The Framing Function of Fiction
Story telling is deeply
existential to everyday life. What people
do not comprehend they invent. (Just listen to the children.) Novel
writers and dreams alike construct "symbolic" truths within frameworks
of fiction.
Global mythology follows the same pattern -- over the ages -- as human
experience is processed into fantasies "explaining" the inscrutable.

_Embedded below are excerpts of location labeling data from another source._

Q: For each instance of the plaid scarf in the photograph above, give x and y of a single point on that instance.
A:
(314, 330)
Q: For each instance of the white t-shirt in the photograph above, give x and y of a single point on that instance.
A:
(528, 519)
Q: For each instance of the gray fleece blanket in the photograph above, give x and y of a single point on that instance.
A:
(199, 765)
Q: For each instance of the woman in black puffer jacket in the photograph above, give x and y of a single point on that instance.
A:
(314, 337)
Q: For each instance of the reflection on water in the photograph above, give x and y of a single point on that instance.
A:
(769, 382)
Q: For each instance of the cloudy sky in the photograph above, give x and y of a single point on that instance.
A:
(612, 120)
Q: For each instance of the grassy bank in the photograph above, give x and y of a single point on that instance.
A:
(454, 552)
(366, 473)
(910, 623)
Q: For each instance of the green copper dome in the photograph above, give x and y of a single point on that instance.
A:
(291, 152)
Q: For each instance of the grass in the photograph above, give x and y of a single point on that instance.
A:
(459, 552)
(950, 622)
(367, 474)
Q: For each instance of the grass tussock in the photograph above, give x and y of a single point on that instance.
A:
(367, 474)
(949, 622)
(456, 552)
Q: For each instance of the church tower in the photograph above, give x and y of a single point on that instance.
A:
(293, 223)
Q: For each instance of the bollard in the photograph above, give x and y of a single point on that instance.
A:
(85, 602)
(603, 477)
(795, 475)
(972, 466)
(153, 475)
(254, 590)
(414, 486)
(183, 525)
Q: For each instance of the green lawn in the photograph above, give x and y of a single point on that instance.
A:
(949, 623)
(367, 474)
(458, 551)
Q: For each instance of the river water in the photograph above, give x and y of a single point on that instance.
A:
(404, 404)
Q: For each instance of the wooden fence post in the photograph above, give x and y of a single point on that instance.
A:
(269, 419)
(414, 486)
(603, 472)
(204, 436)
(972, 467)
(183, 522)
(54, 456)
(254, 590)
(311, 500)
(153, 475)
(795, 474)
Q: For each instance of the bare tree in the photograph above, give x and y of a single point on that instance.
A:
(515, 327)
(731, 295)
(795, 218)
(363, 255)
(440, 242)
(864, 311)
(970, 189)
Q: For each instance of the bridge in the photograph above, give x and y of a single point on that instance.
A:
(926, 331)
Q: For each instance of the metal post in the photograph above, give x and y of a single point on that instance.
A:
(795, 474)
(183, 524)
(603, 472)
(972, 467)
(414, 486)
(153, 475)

Thus the myth of Santa Claus simplifies symbolically some enigmatic
truths about give and take.
People internalize mythology into their own world-views --fictional
models of reality oversimplified--which become background sources of
beliefs and biases. Each thereby identifies emotionally, and more or
less intensively, with a "personal history" of experience conditioned
by truths within fictions.
Witness Credibility
One investigating a car wreck,
for illustration, first consults a
police report documenting indisputably workable "facts" (time, place
and drivers, etc.). When these are exhausted the evidence turns into
sheer "opinions" about what happened.
The most objective opinions usually come from witnesses least
ensconced, emotionally, in their "personal history" permeated by
beliefs and biases. The less mature and honest tend to report what they
"wish" to have seen (as conditioned by their own framework of beliefs
within fictions).
Hearsay
and History
Advanced legal systems
restrict the admissibility of second-hand
"hearsay" from persons not before a count to be tested for credibility.
Long experience has shown the folly --indeed gullibility-- of blindly
taking someone's word for information, who is not even present.
This empirical lesson is obviously applicable to the compilation of
history generally (including the scriptural). Thus an issue in
re-creating history is whether sources thereof have intermingled both
undisputed and supposed "facts" with personal interpretations of
"symbolic" truth (typical beliefs) and their mythologically fictional
framework.
Mythology and Culture
Anyone investigating the past
easily confuses imaginative mythology
and "factual" history; with misplaced confidence in the latter (which
is far less objective than commonly supposed). Maximal isolation of
uncontroverted facts (about dates, etc.) is vital of course
--especially in court cases-- but from there an inquiry into whatever
the sources believe happened becomes, more or less, a matter of opinion
and "mythology." (As one might say about all the conflicting theories
on the Kennedy assassination.)
What actually happened becomes problematic at some point; necessarily.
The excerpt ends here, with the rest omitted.